Despite fearing its neighbor, the church won’t stop praying—and organizing a massive church planting strategy—for the authoritarian country.
Will North Korea’s recent diplomatic efforts be an answer to South Korean Christians’ prayers?
Hopefully, says Sang-Bok David Kim, the chancellor of a South Korean evangelical graduate school, Torch Trinity Graduate University.
“North Korea has been threatening South Korea two or three times a year. [They say], ‘We want to make Seoul a city of fire.’ They make weapons. They shoot our navy boat down. They shoot cannonballs into South Korean islands,” said Kim. “We are very sorry they have behaved like that.”
But this aggressive behavior hasn’t kept South Korean churches from praying for their Northern neighbors.

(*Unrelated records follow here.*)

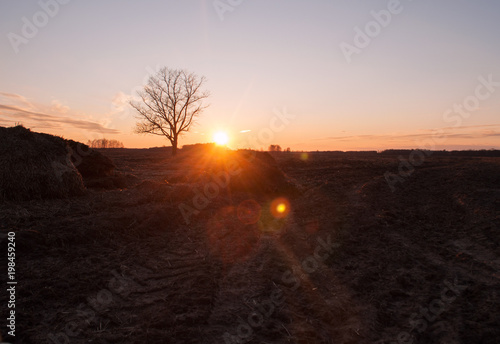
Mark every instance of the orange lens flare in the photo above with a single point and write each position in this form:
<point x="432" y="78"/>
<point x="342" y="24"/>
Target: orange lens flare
<point x="280" y="207"/>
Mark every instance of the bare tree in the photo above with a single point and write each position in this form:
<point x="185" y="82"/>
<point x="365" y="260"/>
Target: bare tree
<point x="169" y="103"/>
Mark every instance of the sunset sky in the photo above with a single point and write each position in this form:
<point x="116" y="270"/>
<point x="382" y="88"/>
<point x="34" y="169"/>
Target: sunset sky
<point x="342" y="79"/>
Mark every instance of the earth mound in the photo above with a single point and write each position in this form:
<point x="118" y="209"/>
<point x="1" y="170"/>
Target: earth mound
<point x="35" y="166"/>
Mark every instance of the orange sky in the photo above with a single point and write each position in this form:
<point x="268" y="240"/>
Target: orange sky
<point x="349" y="76"/>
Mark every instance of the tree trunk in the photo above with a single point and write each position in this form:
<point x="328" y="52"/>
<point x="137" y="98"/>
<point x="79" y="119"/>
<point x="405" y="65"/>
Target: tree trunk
<point x="174" y="147"/>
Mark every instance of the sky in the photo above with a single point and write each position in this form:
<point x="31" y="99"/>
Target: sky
<point x="309" y="75"/>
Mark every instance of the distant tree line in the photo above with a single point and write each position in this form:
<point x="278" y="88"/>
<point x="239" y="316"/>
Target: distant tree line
<point x="104" y="143"/>
<point x="277" y="148"/>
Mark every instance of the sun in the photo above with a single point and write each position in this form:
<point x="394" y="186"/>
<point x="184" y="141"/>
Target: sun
<point x="220" y="138"/>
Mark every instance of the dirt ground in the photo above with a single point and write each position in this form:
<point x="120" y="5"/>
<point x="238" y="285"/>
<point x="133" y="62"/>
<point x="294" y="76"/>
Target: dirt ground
<point x="346" y="261"/>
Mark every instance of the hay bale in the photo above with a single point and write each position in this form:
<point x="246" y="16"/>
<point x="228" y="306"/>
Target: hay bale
<point x="89" y="162"/>
<point x="35" y="166"/>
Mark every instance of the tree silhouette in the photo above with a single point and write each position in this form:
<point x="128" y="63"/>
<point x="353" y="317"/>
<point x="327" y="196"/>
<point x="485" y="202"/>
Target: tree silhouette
<point x="169" y="103"/>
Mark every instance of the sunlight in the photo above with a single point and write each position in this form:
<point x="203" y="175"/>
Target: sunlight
<point x="220" y="138"/>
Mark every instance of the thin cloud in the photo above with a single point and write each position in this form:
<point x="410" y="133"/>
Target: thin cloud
<point x="453" y="132"/>
<point x="40" y="119"/>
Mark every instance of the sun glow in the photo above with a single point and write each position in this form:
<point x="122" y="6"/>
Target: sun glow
<point x="221" y="138"/>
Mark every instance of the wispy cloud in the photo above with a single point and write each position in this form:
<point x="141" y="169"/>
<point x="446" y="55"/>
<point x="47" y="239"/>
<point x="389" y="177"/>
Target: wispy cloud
<point x="472" y="132"/>
<point x="15" y="108"/>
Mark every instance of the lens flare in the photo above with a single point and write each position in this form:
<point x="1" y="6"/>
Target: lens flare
<point x="280" y="207"/>
<point x="221" y="138"/>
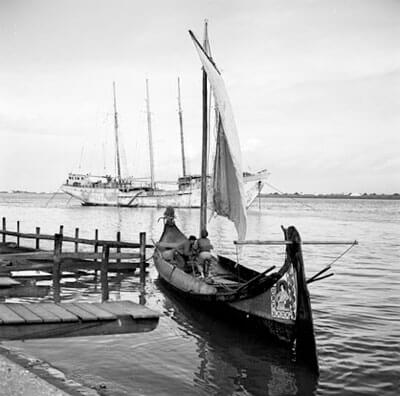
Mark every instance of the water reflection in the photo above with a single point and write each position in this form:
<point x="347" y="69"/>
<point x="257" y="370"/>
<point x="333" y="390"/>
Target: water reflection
<point x="235" y="362"/>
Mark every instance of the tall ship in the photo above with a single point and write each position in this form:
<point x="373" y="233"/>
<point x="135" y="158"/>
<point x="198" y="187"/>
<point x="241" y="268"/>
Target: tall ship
<point x="115" y="190"/>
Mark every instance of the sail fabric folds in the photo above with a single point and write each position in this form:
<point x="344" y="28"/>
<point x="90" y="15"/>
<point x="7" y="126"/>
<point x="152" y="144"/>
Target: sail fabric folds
<point x="228" y="191"/>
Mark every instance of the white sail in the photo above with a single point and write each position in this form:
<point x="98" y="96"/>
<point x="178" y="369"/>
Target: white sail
<point x="229" y="198"/>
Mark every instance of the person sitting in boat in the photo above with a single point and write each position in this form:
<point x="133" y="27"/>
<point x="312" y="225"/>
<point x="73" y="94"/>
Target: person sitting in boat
<point x="188" y="253"/>
<point x="203" y="247"/>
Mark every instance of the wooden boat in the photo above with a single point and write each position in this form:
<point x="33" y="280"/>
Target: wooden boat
<point x="275" y="301"/>
<point x="131" y="192"/>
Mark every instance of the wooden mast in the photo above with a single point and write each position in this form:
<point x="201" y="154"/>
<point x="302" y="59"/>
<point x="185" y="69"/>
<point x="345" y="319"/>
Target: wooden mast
<point x="181" y="130"/>
<point x="116" y="136"/>
<point x="150" y="135"/>
<point x="203" y="198"/>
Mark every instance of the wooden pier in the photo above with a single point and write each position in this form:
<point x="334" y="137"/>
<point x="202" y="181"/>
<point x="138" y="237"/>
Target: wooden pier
<point x="56" y="319"/>
<point x="46" y="320"/>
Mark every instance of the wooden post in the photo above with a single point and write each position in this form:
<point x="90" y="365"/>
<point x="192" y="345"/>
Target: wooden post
<point x="142" y="238"/>
<point x="104" y="273"/>
<point x="57" y="267"/>
<point x="37" y="246"/>
<point x="118" y="248"/>
<point x="4" y="229"/>
<point x="18" y="232"/>
<point x="76" y="236"/>
<point x="96" y="249"/>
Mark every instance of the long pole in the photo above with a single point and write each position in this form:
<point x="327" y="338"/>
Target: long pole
<point x="181" y="129"/>
<point x="116" y="136"/>
<point x="203" y="207"/>
<point x="150" y="135"/>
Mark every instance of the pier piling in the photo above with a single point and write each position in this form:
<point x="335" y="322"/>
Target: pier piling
<point x="57" y="267"/>
<point x="37" y="243"/>
<point x="4" y="229"/>
<point x="118" y="247"/>
<point x="142" y="239"/>
<point x="76" y="242"/>
<point x="18" y="234"/>
<point x="104" y="273"/>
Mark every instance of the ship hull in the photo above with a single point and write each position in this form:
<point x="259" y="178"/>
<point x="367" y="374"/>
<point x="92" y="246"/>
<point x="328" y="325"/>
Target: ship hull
<point x="112" y="196"/>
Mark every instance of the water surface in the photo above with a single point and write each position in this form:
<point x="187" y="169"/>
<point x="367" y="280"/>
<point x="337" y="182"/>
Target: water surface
<point x="356" y="312"/>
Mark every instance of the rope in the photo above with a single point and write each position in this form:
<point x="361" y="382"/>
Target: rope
<point x="326" y="268"/>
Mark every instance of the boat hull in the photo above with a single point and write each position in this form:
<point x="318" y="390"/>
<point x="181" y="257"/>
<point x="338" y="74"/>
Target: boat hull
<point x="247" y="320"/>
<point x="112" y="196"/>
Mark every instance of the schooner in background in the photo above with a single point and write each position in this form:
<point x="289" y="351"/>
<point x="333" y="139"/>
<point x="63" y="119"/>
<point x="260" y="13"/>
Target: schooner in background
<point x="107" y="190"/>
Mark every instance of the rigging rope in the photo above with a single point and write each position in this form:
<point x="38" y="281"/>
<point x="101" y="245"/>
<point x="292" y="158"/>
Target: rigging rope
<point x="317" y="277"/>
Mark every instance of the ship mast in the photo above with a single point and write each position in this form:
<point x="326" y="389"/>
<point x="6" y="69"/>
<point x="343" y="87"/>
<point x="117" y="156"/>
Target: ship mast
<point x="150" y="135"/>
<point x="116" y="136"/>
<point x="203" y="197"/>
<point x="181" y="129"/>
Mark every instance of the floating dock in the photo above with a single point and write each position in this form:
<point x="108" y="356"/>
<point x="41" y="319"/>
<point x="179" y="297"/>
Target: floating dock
<point x="74" y="319"/>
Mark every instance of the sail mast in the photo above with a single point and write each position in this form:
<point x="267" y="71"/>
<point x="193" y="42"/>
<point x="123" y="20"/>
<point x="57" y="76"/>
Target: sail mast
<point x="116" y="136"/>
<point x="150" y="135"/>
<point x="181" y="129"/>
<point x="203" y="198"/>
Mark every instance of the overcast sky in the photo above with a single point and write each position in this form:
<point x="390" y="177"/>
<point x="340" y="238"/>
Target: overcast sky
<point x="315" y="87"/>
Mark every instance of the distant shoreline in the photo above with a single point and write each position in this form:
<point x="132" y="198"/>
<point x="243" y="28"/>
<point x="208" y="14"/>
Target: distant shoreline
<point x="395" y="196"/>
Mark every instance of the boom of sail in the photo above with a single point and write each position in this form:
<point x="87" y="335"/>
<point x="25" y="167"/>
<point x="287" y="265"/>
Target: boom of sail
<point x="228" y="191"/>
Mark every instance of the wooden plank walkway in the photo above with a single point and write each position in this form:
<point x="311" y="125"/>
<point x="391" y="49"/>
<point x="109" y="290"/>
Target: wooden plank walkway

Instead, South Korean Christians pray frequently for “freedom, for evangelism, for the transformation of the North Korean leaders, that God will be merciful to them and to us so our nation will be unified so we can go up there and evangelize in North Korea and plant 15,000 churches,” he said.
Kim joined associate digital media producer Morgan Lee and editor in chief Mark Galli to discuss his ambitious North Korea church planting plan, how the South Korean church has welcomed refugees from the North, and the surprising way God entered his family’s life.